Ford, the son of one of the most prominent political legacies in Memphis, represented the 9th Congressional District in the U.S. House of Representatives from 1997 to 2007.

It was a seat previously held for 22 years by his father, Harold Ford Sr., a lion of Memphis’ political scene who predictably cast a long shadow over his son’s career. The elder Ford was the most powerful politician Memphis had seen since E.H. Crump.

Ford Jr. depended heavily on his father for political counsel and for the elder Ford’s vaunted get-out-the-vote campaigns. As a testament to their preparation, Ford Sr. could be seen occasionally mouthing along as his son delivered speeches on the campaign trail early in the 1996 effort.

Echoing that adeptness at retail politics, Ford Jr.’s 1996 race included a unique statistic: He spoke as a candidate at about 30 kindergarten graduation ceremonies in the Memphis area.

When he took office at age 26, Ford was one of the youngest congressmen in U.S. history.

He later came within 50,000 votes – or 3 percentage points – of winning in 2006 the Senate seat vacated by former U.S. Sen., Republican Bill Frist. Former Chattanooga mayor Bob Corker won that race in a hard-fought campaign that proved to be Ford’s second act on the national political stage.

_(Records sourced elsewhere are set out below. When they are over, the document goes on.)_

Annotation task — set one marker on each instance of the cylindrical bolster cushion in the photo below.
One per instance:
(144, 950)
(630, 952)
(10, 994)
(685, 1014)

Time, place for everything

Suhair Lauck, the owner of The Little Tea Shop Downtown, reminisced to The Daily News about Ford’s actions during the 2006 Senate race. She got to know him as a young man, can still point out the table he regularly occupied and remembers encouraging him when he first ventured into politics.

“When he first ran for Congress, everybody told him he was going to fill his daddy’s shoes,” Lauck said. “And I told him, ‘Don’t listen to that. His shoes are different than yours.’”

Today, Ford is a political analyst for MSNBC, a professor at Vanderbilt University, chairman of the Democratic Leadership Council and a vice chairman and senior policy adviser for Merrill Lynch. He was briefly in the spotlight earlier this month with the release of a statement explaining he intended to sit out the 2010 Tennessee governor’s race.

The Dec. 29 release date for his memoir suggests Ford has chosen to focus on his legacy at a time when candidates for the governor’s race must be out of the starting gate.